4. Sono sempre stato nella persuasione fin qui che la Chiesa siasi astenuta dal prescrivere un catechismo universale a tutto il mondo per lasciare libertà ai Vescovi di farlo secondo il bisogno dei luoghi; che anzi tale sia il dovere di ciaschedun vescovo, massime fra gli eretici ed idolatri, dove si debbono supporre errori e pregiudizii madornali da combattere, e dove il ministero, secondo l’ordine dato [d]a Dio al Profeta, deve incominciare dal distruggere e dallo sradicare. Eppure sento oggi tutto l’opposto, e mi si inculca il Bellarmino fatto per un terreno già purgato, piano, ed ingrassato. Io citava la stampa del catechismo di Monsignor Biancheri come imperfetto, perché appunto lasciava in pace tutti gli errori e pregiudizii del paese, anzi il Scisma medesimo; invece V. Em: si lagna del medesimo, non so per cosa, forse per l’imperfezione di lingua con cui è scritto, giacché errori non contiene; quindi vorrebbe che io pure tacessi e lasciassi in pace il diavolo con tutto il suo codice. In un suo Post Scriptum accorda di servirsi dei materiali nelle spiegazioni. Chi istruisce in detaglio, sono gli indigeni; dove prenderanno questi detti materiali per servirsene, chiusi da V. Em: in uno scaffale di ferro? di grazia, senza qualche libro di guida, non sarebbe ancor più pericoloso lasciarli parlare di materie sì delicate?

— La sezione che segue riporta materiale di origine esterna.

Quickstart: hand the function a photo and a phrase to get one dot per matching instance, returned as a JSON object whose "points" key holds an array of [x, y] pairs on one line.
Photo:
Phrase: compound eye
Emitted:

F. 796r Se V. Em: R.ma rifletterà a tutte le cose suddette, mi giova sperare che si persuaderà, come io assolutamente non mi senta più il coraggio di tenere la risponsabilità della missione. Io lascio volentieri alla S. Sede il giudizio delle questioni che possono toccare il dottrinale cattolico, ma per tutto ciò che riguarda la parte pratica, la disciplina, ed il modo di guidare la missione voglio essere io a cavallo; perché se il re pretenderà di guidare l’armata restando nel suo palazzo, la battaglia anderà perduta, e starà di mezzo la conscienza e l’onore del generale: la questione è più grave di quello che si pensa; stando il sistema che mi lascia intravedere nelle lettere Sue ultime, assolutamente io non saprei più come cavarmela; un caos /281/ mi si presenta per tutto ciò che ho fatto, ed un altro caos ancor più oscuro sul modo di cavarmela in avvenire; per una parte io non mi sento più il coraggio di ritornarvi con un tono di giudice per decidere le frequentissime questioni che accadono; per l’altra il sistema del clero indigeno non può più reggersi come sono le cose attualmente; epperciò, ripeto, sta in tutto il suo vigore la domanda da me fatta al S. Padre.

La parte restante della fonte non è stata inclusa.